Publicado em 17 de outubro de 2013 às 06h00.

São Paulo - Em setembro, a Polícia Federal (PF) prendeu 17 profissionais que se diziam ligados ao mercado financeiro. Eles são acusados de fazer parte de um esquema de desvio de recursos de fundos de previdência de municípios.

O escândalo ganhou maior destaque quando foi revelado que modelos, como a catarinense Luciane Hoepers, seduziam prefeitos para convencê-los a fazer investimentos recomendados pela quadrilha — e, claro, muitos deram prejuízo.

Mas o “loiraduto”, que, segundo a Polícia Federal, drenou 50 milhões de reais do caixa das prefeituras em um ano e meio, é apenas um detalhe pitoresco dos problemas que tomam conta desses fundos de pensão — e que, até a chegada das loiras, vinham se desenrolando sem que ninguém prestasse atenção.

“Há uma série de indícios de irregularidades não só nos fundos das prefeituras mas também nos estaduais. E isso ajudou a criar um rombo nas contas do setor”, diz Leonardo Rolim, secretário de Políticas da Previdência Social do Ministério da Previdência. 

Com 175 bilhões de reais sob gestão, os fundos de previdência dos estados e municípios têm 9 milhões de investidores, incluindo aposentados e pensionistas. Muitos deles têm motivos para se preocupar.

Em 2012, esses planos acumularam déficit financeiro de 20 bilhões de reais, 67% maior que o do ano anterior — o que significa que as receitas não foram suficientes para cobrir as despesas. A diferença tem sido coberta, de uma forma ou de outra, pelos estados e municípios, mas não se sabe até quando eles terão dinheiro para isso.

A maior parte do prejuízo dos fundos deve-se à má gestão dos recursos aplicados. Segundo um relatório do Ministério da Previdência, foram encontradas pelo menos 312 “irregularidades” de 2012 a 2013. Desse total, cerca de 100 foram encaminhadas à Polícia Federal, que investiga se também houve fraudes. 

Um dos casos que mais chamaram a atenção do ministério é o fundo do estado de Tocantins, que tem um patrimônio de 3 bilhões de reais. Nos últimos anos, o fundo perdeu cerca de 170 milhões de reais com investimentos em bancos quebrados, como BVA e Morada.

Na inspeção realizada em setembro pelo Ministério da Previdência, foram encontradas pelo menos 14 aplicações que extrapolavam os limites estabelecidos pelo Conselho Monetário Nacional.
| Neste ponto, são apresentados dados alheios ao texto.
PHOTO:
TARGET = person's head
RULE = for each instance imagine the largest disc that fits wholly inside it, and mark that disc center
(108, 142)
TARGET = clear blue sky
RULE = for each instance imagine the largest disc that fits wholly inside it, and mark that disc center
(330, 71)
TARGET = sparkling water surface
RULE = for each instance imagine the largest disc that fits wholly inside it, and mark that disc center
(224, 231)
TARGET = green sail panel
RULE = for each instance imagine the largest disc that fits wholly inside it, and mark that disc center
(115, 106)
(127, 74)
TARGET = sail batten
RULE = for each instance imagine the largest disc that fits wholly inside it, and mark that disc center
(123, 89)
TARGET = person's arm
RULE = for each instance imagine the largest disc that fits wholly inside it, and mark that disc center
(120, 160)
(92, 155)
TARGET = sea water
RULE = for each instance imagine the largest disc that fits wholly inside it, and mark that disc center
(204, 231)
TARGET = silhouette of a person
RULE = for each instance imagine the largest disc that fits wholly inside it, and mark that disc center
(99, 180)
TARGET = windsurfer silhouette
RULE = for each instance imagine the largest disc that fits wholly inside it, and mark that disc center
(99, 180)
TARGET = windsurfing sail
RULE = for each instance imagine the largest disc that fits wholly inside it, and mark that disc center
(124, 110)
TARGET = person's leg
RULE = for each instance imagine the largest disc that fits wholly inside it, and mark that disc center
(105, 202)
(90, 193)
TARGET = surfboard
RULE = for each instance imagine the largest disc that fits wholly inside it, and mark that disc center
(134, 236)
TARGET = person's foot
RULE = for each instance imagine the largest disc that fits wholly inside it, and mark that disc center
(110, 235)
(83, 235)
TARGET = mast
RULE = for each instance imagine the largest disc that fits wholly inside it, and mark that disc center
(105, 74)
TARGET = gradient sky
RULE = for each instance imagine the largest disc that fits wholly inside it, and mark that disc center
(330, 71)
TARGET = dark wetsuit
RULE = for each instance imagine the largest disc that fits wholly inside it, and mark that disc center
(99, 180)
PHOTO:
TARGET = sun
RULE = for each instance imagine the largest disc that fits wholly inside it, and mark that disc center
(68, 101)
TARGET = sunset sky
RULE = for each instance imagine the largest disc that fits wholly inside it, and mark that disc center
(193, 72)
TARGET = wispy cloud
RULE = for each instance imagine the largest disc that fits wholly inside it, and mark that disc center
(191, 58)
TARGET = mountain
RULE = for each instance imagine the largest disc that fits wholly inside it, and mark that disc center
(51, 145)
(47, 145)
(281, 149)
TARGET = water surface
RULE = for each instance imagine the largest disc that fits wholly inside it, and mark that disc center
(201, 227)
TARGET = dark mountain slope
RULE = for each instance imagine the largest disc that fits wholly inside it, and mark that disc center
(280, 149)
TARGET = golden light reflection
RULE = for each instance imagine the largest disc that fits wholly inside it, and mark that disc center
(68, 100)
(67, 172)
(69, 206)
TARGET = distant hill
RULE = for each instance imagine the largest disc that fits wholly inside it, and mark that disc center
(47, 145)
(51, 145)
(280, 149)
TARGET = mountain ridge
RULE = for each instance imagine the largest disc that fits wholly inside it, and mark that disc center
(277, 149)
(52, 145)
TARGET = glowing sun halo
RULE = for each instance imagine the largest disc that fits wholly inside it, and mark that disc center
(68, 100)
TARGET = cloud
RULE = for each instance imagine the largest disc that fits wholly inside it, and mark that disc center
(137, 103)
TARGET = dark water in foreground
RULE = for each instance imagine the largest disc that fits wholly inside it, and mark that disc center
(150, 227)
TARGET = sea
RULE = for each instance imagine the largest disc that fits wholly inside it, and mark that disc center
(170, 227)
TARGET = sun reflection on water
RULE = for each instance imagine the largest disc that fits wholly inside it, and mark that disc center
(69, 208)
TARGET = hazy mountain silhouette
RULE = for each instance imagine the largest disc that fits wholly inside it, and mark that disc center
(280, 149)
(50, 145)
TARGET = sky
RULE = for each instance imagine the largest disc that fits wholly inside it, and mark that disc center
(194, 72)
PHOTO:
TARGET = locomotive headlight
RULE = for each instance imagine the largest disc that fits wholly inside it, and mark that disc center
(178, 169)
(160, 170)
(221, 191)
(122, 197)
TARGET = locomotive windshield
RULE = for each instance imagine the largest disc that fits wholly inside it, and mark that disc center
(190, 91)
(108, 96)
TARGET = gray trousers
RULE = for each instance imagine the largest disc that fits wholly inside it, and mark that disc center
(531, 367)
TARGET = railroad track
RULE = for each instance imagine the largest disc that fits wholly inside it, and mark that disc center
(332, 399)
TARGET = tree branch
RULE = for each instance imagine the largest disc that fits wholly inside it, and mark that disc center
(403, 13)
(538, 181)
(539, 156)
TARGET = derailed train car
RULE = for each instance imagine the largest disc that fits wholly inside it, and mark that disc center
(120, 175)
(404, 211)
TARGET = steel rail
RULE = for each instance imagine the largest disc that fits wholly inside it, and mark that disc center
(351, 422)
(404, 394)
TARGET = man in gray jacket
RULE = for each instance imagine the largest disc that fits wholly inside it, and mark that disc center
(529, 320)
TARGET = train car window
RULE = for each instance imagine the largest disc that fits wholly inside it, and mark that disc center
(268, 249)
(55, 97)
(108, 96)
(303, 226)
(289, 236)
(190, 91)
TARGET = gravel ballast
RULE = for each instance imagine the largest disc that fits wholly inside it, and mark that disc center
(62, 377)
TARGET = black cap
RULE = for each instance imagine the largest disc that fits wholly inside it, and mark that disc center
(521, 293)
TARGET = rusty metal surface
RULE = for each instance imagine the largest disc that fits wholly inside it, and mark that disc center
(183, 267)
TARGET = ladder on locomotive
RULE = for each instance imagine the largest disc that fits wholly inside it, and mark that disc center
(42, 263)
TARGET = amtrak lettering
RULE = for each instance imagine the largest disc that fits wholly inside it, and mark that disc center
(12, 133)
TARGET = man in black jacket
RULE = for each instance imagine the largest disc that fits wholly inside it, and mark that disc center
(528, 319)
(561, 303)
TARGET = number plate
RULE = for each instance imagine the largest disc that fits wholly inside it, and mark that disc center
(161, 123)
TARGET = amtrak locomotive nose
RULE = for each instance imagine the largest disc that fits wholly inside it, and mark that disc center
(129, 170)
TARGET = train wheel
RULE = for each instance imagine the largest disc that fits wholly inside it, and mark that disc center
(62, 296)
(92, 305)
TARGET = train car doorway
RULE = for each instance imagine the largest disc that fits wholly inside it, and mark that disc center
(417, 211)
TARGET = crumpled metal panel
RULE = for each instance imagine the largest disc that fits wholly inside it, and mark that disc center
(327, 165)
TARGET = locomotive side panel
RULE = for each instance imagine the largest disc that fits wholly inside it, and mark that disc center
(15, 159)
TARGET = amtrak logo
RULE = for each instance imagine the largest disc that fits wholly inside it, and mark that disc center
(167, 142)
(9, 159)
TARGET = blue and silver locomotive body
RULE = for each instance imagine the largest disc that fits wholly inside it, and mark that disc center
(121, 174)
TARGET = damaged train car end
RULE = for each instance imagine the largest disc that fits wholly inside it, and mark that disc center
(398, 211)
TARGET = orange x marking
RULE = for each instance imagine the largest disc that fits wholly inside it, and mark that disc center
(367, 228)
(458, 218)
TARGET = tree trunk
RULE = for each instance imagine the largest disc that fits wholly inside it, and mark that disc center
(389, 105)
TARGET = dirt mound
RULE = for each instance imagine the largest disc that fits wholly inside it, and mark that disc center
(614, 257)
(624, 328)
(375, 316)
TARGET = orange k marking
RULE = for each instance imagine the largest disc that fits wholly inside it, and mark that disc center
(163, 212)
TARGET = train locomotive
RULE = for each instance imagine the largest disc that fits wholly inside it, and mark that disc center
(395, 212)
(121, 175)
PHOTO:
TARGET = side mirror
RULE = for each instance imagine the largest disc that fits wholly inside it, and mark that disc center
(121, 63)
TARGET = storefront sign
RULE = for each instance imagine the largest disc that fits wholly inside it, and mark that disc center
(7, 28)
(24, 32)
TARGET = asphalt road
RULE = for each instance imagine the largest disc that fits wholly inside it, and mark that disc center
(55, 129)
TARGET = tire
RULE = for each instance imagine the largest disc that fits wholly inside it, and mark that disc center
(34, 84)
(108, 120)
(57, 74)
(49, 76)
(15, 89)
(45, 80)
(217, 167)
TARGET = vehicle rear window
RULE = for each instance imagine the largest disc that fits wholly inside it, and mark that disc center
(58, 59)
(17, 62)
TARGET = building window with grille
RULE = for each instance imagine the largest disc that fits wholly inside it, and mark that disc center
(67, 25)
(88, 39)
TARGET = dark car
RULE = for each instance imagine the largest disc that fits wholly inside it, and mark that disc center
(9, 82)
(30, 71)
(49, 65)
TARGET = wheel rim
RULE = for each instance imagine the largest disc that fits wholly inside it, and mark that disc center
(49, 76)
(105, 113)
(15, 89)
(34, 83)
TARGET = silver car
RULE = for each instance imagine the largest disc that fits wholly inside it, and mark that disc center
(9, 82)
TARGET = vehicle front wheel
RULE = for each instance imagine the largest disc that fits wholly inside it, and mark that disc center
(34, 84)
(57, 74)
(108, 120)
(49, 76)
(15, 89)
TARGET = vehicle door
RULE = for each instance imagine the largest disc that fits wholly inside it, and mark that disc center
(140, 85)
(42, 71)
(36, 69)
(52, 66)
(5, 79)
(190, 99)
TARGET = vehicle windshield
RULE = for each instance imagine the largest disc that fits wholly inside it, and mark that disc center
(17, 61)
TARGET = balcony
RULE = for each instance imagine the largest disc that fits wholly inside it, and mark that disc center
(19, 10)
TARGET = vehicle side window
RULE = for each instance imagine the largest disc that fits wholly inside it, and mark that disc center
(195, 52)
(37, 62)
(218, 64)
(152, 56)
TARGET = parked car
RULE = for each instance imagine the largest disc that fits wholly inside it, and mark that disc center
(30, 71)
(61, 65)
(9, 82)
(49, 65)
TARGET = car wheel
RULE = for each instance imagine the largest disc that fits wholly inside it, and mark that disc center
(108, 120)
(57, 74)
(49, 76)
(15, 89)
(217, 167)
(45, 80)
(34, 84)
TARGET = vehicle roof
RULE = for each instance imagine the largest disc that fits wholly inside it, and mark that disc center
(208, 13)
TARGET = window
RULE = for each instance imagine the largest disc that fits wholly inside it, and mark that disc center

Uma delas foi feita na aquisição de 100% das cotas de um fundo de renda fixa da gestora carioca NSG, quatro vezes mais do que o permitido por lei — o fundo, por sua vez, investe mais da metade de seu patrimônio em outro fundo multimercado da mesma gestora, o que também infringe as regras de mercado. 

A gestora NSG admite que os fundos extrapolaram os limites legais e que agora estão se adequando às normas. O responsável pelo fundo de Tocantins, Rodrigo de Oliveira, reconhece os problemas e afirma estar conduzindo uma auditoria para apurar os investimentos. Os fundos de Pará, Roraima e Rio Grande do Norte também sofreram perdas expressivas com bancos liquidados — e estão na mira da Polícia Federal.


Os policiais suspeitam que algumas decisões de investimento só foram tomadas porque os responsáveis pelos fundos de pensão receberam algum dinheiro em troca. “Há indícios da existência de outras consultorias e administradoras que atuavam especificamente com o objetivo de tirar dinheiro desses fundos”, diz a delegada Andrea Pinho, responsável pelas investigações do caso.

De acordo com o relatório preliminar da PF, alguns prefeitos e gestores dos fundos recebiam comissões de até 3% sobre o valor total da aplicação. 

Mas nem sempre o problema do fundo é caso de polícia. EXAME entrou em contato com gestores de fundos municipais para tirar dúvidas sobre seus investimentos. Alguns não souberam dizer onde aplicavam os recursos.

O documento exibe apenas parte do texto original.